Lagerstätte(複数形:Lagerstätten)とは、ドイツ語で化石の保存状態が極めて良好な場所(サイト)を意味する言葉である。アドルフ・ザイラーが1970年に作った造語で、ソルンホーフェンのように、最も優れた化石が産出される場所を表す。一般的には、通常の堆積場よりも希少で、古生物学的に極めて重要な情報を保存している点で注目される。

分類(大きく二つ)

  • 濃集型(Konzentrations‑Lagerstätte):化石が大量に蓄積しているタイプ。恐竜骨床や海洋生物の大規模集積層など、個体数や骨片の集中が特徴。
  • 保存型(Konservat‑Lagerstätte):軟組織や微細構造が優れた状態で保存されるタイプ。筋肉、羽毛、内臓、皮膚の印象など、通常の化石記録では失われやすい情報を残す。

保存されるメカニズムと環境

保存型ラガーシュテッテでは、以下のような条件が揃うことで軟組織や微細構造が保存されやすくなると考えられている。

  • 急速な埋没と低酸素(無酸素)底質:分解や摂食を抑え、腐食や散乱を防ぐ。
  • 微細粒の堆積物(泥岩、頁岩、石灰岩の細粒分):微細な印象を忠実に残す。
  • 微生物マットや早期の鉱物置換(例:硫化鉄化=黄鉄鉱化、リン酸塩化、炭化、ケイ素化など):軟組織の化学的保存を促進する。
  • 低エネルギーの堆積環境:物理的な破壊が少ない。

こうした条件の組み合わせにより、骨格の多くが関節した状態で残ることがあり、軟部は印象や鋳型として保存されたり、炭化物やリン酸塩・硫化鉄による三次元的な保存が見られることもある。

代表的なラガーシュテッテ(例)

  • ソルンホーフェン(ドイツ、ジュラ)— Archaeopteryx(始祖鳥)など羽毛や微細構造が良好に保存。
  • バージェス頁岩(カナダ、カンブリア紀)— 多数の軟体動物・節足動物を含み、カンブリア爆発の生物多様性を示す重要資源。
  • 澄江(チョンジャン)生物群(中国、カンブリア紀)— バージェスと並ぶカンブリアの保存型。
  • メッセル・ピット(ドイツ、始新世)— 哺乳類や昆虫、羽毛、内臓の保存が良好で、古環境の復元に重要。
  • サンタナ層(ブラジル、白亜紀)— 魚類や昆虫、爬虫類の三次元保存例が知られる。
  • グリーンリバー層(アメリカ、始新世)— 魚類の化石や藻類の印象が良好。

学術的意義と保護

ラガーシュテッテは、通常の化石記録では観察できない軟組織や微細構造を通じて、系統関係、進化過程、生態や行動、古色(色素の痕跡)まで明らかにできるため、古生物学において極めて重要である。
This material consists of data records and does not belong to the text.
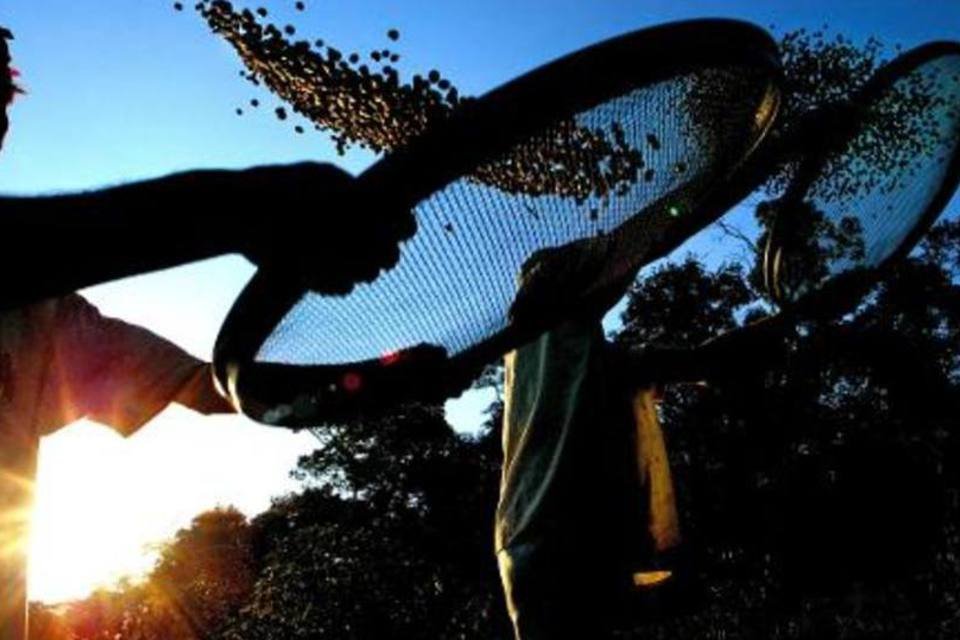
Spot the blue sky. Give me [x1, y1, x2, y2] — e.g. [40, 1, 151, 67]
[0, 0, 960, 598]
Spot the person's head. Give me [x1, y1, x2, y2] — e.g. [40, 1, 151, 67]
[0, 26, 20, 149]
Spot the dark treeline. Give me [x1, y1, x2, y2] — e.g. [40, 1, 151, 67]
[26, 222, 960, 640]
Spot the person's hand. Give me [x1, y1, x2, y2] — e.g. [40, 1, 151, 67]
[235, 163, 415, 293]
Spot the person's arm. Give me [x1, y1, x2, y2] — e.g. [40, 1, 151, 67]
[0, 163, 409, 308]
[51, 295, 234, 435]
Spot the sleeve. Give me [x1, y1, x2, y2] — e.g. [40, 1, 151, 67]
[53, 295, 228, 435]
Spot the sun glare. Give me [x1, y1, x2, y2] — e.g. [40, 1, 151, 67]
[29, 407, 313, 603]
[29, 424, 161, 602]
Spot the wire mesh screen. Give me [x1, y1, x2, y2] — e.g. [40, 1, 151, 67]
[777, 55, 960, 300]
[256, 65, 776, 365]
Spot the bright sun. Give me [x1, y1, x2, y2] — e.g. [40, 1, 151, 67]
[29, 424, 165, 602]
[29, 406, 314, 603]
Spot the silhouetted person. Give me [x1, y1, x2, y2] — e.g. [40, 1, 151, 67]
[495, 240, 680, 640]
[0, 28, 396, 640]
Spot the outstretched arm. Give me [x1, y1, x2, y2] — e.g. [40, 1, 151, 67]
[0, 163, 398, 308]
[48, 295, 233, 435]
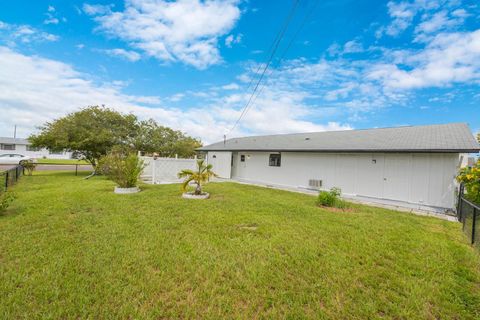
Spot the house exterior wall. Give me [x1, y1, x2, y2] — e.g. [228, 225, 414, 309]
[0, 144, 72, 159]
[213, 152, 460, 211]
[207, 151, 232, 179]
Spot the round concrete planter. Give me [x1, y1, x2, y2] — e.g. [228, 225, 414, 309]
[182, 192, 210, 200]
[114, 187, 140, 194]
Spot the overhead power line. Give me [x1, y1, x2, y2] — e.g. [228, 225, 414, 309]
[227, 0, 299, 133]
[245, 0, 320, 109]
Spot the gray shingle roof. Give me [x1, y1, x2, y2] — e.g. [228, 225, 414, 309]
[198, 123, 480, 152]
[0, 137, 30, 144]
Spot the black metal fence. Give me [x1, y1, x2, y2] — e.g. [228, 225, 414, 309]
[0, 165, 23, 195]
[457, 185, 480, 247]
[35, 163, 93, 176]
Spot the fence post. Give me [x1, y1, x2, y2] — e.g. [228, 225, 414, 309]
[150, 158, 157, 184]
[472, 207, 477, 244]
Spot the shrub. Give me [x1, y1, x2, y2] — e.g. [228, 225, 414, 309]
[317, 187, 347, 209]
[178, 159, 217, 195]
[0, 192, 15, 213]
[98, 151, 144, 188]
[457, 160, 480, 204]
[21, 160, 37, 176]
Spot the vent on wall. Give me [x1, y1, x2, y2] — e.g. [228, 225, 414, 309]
[308, 179, 322, 188]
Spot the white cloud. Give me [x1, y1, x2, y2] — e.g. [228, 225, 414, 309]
[43, 17, 60, 24]
[415, 10, 466, 41]
[168, 93, 185, 102]
[225, 33, 243, 48]
[376, 0, 466, 38]
[102, 48, 141, 62]
[0, 47, 349, 142]
[83, 0, 241, 69]
[82, 3, 115, 15]
[368, 30, 480, 89]
[43, 6, 67, 24]
[222, 83, 240, 90]
[0, 21, 59, 46]
[343, 40, 363, 53]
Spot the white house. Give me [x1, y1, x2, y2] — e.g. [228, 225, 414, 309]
[0, 137, 72, 159]
[199, 123, 480, 212]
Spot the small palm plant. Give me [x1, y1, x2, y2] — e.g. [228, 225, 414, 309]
[178, 160, 217, 195]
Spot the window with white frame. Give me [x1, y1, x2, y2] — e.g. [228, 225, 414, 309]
[0, 143, 15, 150]
[27, 145, 41, 152]
[268, 153, 282, 167]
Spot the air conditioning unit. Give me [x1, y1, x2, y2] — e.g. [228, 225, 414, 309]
[308, 179, 322, 189]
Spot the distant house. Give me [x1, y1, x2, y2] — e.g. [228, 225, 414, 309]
[0, 137, 72, 159]
[199, 123, 480, 212]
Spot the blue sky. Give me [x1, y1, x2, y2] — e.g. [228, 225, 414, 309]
[0, 0, 480, 142]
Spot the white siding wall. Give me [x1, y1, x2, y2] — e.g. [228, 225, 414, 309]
[219, 152, 459, 209]
[207, 152, 232, 179]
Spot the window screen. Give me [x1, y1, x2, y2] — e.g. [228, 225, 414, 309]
[0, 143, 15, 150]
[268, 154, 282, 167]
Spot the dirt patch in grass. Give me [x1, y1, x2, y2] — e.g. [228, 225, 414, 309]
[238, 223, 258, 231]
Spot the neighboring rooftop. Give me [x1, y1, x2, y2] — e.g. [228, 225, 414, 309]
[198, 123, 480, 153]
[0, 137, 30, 144]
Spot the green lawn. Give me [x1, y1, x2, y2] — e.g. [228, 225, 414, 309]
[37, 159, 89, 164]
[0, 172, 480, 319]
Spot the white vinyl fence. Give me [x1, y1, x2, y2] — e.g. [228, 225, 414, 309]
[141, 157, 197, 184]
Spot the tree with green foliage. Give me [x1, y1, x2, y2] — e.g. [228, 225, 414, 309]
[178, 159, 217, 195]
[457, 160, 480, 204]
[134, 119, 202, 158]
[98, 148, 144, 188]
[29, 106, 138, 168]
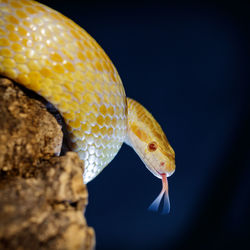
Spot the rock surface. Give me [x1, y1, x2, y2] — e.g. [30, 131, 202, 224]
[0, 78, 95, 249]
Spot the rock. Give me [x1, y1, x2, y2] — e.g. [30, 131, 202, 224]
[0, 78, 95, 249]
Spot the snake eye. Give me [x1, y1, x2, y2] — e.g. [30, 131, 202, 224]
[148, 142, 157, 152]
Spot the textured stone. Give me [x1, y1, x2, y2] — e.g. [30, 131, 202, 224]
[0, 79, 95, 249]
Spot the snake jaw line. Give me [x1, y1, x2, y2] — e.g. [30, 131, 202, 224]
[0, 0, 175, 213]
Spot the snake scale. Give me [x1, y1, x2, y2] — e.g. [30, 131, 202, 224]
[0, 0, 175, 213]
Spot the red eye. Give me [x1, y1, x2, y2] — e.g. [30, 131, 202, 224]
[148, 142, 157, 152]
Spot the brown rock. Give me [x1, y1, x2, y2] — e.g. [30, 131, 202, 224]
[0, 79, 95, 249]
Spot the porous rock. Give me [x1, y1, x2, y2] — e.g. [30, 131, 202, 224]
[0, 78, 95, 249]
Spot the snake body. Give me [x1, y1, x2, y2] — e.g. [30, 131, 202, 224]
[0, 0, 175, 211]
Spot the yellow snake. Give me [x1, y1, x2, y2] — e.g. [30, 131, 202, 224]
[0, 0, 175, 213]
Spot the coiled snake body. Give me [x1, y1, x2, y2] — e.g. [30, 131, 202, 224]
[0, 0, 175, 213]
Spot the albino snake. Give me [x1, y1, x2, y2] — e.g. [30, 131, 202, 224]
[0, 0, 175, 210]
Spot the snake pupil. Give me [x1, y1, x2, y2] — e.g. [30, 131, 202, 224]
[148, 142, 157, 152]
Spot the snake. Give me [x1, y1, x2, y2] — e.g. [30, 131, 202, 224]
[0, 0, 175, 211]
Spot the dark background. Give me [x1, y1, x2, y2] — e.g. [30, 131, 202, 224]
[39, 0, 250, 250]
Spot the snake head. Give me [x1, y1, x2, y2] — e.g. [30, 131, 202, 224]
[125, 98, 175, 213]
[126, 98, 175, 179]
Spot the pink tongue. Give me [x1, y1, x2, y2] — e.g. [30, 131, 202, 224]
[148, 174, 170, 214]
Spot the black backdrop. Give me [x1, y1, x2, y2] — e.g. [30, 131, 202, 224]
[41, 0, 250, 250]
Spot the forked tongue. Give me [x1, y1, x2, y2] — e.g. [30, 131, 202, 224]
[148, 174, 170, 214]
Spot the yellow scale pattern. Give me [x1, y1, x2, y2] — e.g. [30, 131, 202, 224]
[127, 98, 175, 174]
[0, 0, 127, 183]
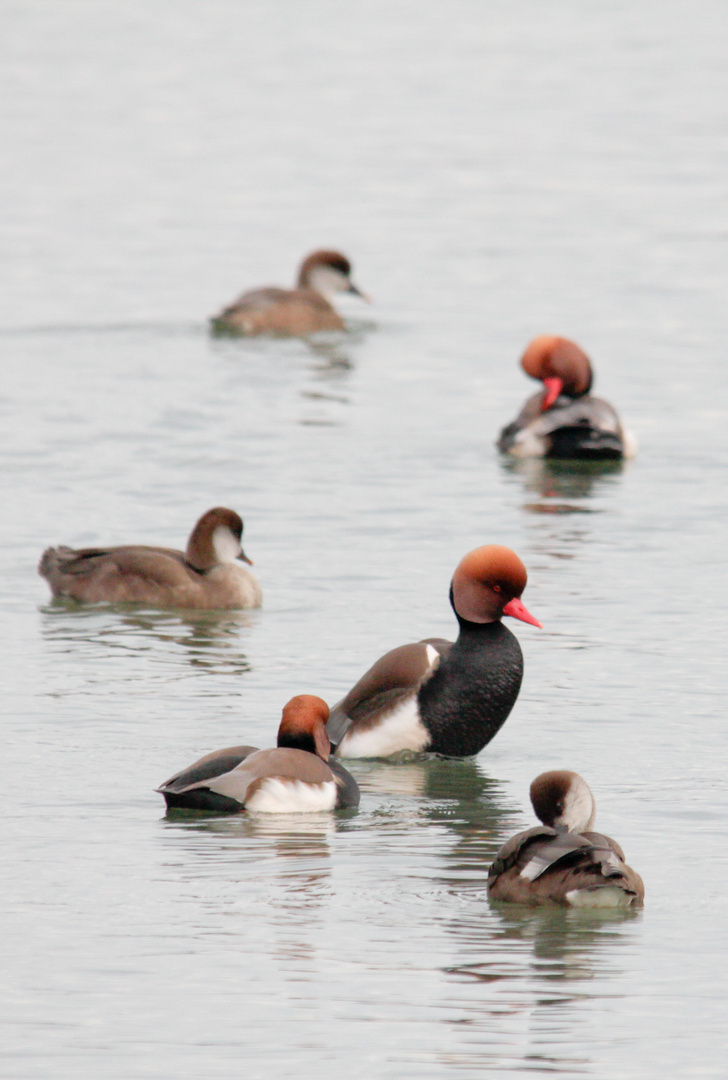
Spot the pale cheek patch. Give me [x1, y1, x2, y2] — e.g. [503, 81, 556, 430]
[213, 525, 240, 563]
[245, 777, 336, 813]
[339, 695, 427, 757]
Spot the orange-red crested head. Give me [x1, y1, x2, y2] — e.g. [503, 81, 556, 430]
[278, 693, 332, 761]
[451, 543, 541, 626]
[521, 334, 592, 411]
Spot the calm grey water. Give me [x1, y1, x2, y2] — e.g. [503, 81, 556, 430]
[0, 0, 728, 1080]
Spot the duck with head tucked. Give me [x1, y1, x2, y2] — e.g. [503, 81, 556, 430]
[327, 544, 541, 757]
[497, 334, 635, 461]
[38, 507, 262, 610]
[488, 769, 645, 908]
[157, 694, 359, 813]
[212, 252, 368, 337]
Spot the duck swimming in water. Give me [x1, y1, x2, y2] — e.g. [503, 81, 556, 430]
[157, 694, 359, 813]
[38, 507, 262, 610]
[497, 334, 635, 461]
[488, 770, 645, 908]
[327, 544, 541, 757]
[212, 252, 368, 337]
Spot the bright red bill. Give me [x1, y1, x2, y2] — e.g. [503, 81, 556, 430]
[503, 596, 543, 630]
[541, 376, 564, 413]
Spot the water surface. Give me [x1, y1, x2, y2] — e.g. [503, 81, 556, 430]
[0, 0, 728, 1080]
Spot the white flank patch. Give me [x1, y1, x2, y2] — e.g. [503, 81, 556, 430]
[339, 695, 427, 757]
[213, 525, 240, 563]
[622, 429, 637, 458]
[245, 777, 336, 813]
[518, 855, 552, 881]
[566, 886, 633, 907]
[509, 424, 547, 458]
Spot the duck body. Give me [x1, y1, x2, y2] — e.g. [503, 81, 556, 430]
[157, 694, 360, 814]
[488, 770, 645, 908]
[327, 545, 540, 757]
[212, 252, 365, 337]
[497, 335, 634, 461]
[38, 507, 262, 610]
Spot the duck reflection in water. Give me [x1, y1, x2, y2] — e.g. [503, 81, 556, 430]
[43, 599, 258, 677]
[500, 458, 624, 515]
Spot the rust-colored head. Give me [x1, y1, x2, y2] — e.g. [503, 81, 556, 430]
[530, 769, 596, 833]
[521, 334, 592, 411]
[278, 693, 332, 761]
[185, 507, 252, 571]
[451, 543, 541, 626]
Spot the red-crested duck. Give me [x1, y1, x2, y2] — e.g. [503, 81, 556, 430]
[157, 694, 359, 813]
[327, 544, 541, 757]
[497, 334, 635, 461]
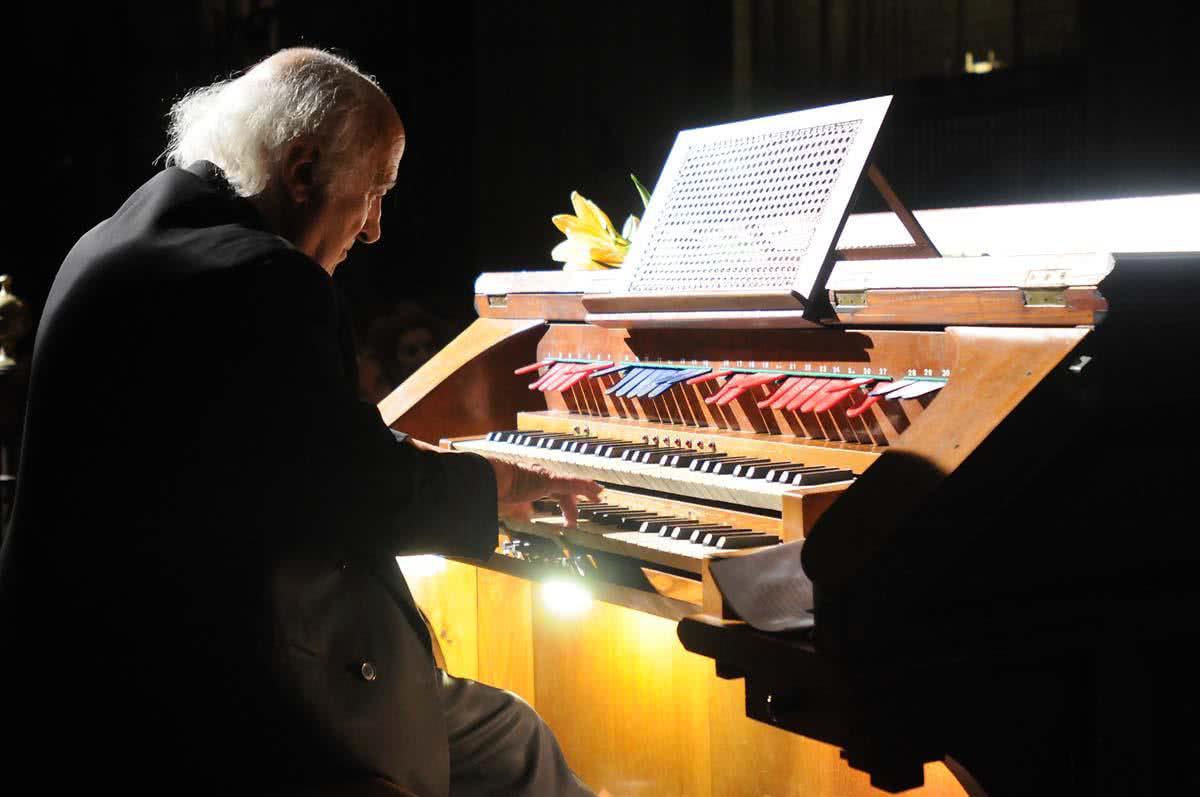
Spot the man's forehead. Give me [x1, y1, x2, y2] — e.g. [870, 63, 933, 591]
[374, 136, 404, 188]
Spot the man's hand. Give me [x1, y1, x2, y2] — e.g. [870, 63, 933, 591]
[488, 459, 602, 528]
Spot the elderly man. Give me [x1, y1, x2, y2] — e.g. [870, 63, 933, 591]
[0, 49, 599, 796]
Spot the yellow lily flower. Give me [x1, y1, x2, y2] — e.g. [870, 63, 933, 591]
[550, 191, 629, 271]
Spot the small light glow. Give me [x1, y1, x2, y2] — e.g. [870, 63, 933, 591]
[541, 580, 592, 617]
[396, 553, 446, 580]
[962, 50, 1004, 74]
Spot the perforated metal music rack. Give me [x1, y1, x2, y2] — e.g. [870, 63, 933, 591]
[583, 96, 892, 326]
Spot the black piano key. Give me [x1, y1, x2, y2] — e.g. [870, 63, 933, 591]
[716, 534, 779, 551]
[637, 448, 688, 465]
[575, 438, 620, 456]
[596, 443, 642, 460]
[637, 516, 688, 534]
[618, 513, 662, 531]
[767, 465, 824, 481]
[688, 454, 732, 471]
[576, 504, 620, 520]
[595, 508, 646, 523]
[668, 523, 733, 541]
[662, 451, 715, 468]
[708, 459, 768, 475]
[659, 522, 721, 538]
[691, 528, 761, 546]
[534, 435, 575, 449]
[696, 456, 754, 473]
[509, 432, 554, 445]
[733, 460, 796, 479]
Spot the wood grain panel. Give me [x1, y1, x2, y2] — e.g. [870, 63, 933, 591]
[830, 287, 1108, 326]
[533, 601, 710, 797]
[379, 318, 544, 441]
[475, 565, 538, 708]
[401, 557, 479, 678]
[475, 293, 587, 320]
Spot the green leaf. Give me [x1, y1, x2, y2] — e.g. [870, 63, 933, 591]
[629, 174, 650, 208]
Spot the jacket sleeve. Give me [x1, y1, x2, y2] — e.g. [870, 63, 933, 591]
[220, 253, 497, 557]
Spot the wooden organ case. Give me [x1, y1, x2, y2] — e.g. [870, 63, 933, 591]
[380, 98, 1200, 797]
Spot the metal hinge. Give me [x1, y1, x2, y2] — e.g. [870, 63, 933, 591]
[1021, 288, 1067, 307]
[833, 290, 866, 307]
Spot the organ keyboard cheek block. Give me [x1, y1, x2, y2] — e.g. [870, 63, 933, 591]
[380, 98, 1200, 795]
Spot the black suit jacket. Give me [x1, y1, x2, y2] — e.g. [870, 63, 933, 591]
[0, 163, 497, 795]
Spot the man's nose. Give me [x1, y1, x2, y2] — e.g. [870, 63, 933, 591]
[358, 206, 382, 244]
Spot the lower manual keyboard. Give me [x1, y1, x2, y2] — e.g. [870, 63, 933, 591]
[516, 502, 780, 574]
[454, 430, 854, 511]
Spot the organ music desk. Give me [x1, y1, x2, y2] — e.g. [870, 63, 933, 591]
[380, 97, 1200, 797]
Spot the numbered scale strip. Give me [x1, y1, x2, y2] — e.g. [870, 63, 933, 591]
[454, 430, 854, 511]
[494, 502, 780, 577]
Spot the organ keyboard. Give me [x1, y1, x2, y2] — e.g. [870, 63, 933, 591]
[380, 99, 1200, 795]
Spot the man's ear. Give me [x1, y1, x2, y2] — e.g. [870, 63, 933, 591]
[281, 136, 320, 205]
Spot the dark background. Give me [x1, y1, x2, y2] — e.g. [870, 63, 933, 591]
[5, 0, 1200, 346]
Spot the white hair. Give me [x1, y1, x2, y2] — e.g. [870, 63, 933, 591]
[163, 49, 383, 197]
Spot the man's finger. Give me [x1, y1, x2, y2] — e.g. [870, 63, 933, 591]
[562, 479, 604, 501]
[558, 495, 580, 528]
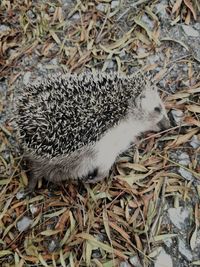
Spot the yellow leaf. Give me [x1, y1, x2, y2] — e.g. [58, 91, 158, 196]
[172, 0, 182, 14]
[186, 105, 200, 113]
[40, 230, 60, 236]
[168, 128, 199, 147]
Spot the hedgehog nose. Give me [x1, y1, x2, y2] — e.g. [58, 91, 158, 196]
[158, 116, 170, 131]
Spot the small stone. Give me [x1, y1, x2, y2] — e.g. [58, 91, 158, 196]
[26, 10, 35, 19]
[182, 25, 199, 37]
[171, 109, 184, 124]
[17, 216, 33, 232]
[178, 239, 192, 261]
[154, 249, 173, 267]
[168, 207, 190, 230]
[142, 14, 154, 30]
[96, 3, 105, 12]
[190, 135, 200, 149]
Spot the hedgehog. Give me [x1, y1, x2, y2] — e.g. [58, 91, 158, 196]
[17, 72, 170, 191]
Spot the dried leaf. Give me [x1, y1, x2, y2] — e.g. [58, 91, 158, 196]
[183, 0, 197, 20]
[186, 105, 200, 113]
[167, 128, 199, 148]
[172, 0, 182, 14]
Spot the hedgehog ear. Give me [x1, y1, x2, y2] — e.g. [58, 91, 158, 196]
[134, 92, 145, 109]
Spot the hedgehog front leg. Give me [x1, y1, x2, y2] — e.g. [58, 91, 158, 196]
[26, 158, 42, 193]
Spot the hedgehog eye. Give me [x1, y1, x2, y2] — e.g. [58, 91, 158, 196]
[154, 107, 161, 113]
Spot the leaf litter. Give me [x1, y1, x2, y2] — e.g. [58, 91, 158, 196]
[0, 0, 200, 267]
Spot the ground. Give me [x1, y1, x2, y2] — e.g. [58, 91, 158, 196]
[0, 0, 200, 267]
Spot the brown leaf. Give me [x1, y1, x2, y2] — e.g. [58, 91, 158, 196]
[183, 0, 197, 20]
[184, 117, 200, 127]
[186, 105, 200, 113]
[172, 0, 182, 14]
[168, 128, 199, 148]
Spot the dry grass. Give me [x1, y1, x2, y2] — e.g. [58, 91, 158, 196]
[0, 0, 200, 267]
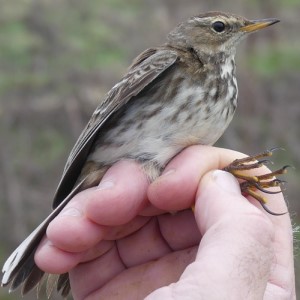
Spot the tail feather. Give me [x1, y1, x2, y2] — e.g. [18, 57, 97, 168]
[1, 180, 84, 294]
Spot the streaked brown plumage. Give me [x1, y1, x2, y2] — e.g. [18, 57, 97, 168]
[2, 12, 278, 295]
特にカンブリア爆発の理解や羽毛の起源、消化内容物・成長様式の研究などで決定的な証拠を与えてきた。

同時に、多くのラガーシュテッテは希少かつ科学的価値が高いため、発掘や収集に関する法的規制や保存管理が求められる。学術研究は慎重なサンプリングと適切な保存処理、標本の公開(博物館展示やデータベース化)によって行われることが望ましい。

まとめ

Lagerstätteは単なる「化石が多い場所」ではなく、古生物学的にかけがえのない情報を残す特殊な堆積環境を指す。保存機構の解明(タフォノミー)と代表例の研究は、生命史や古環境の理解を深め続けている。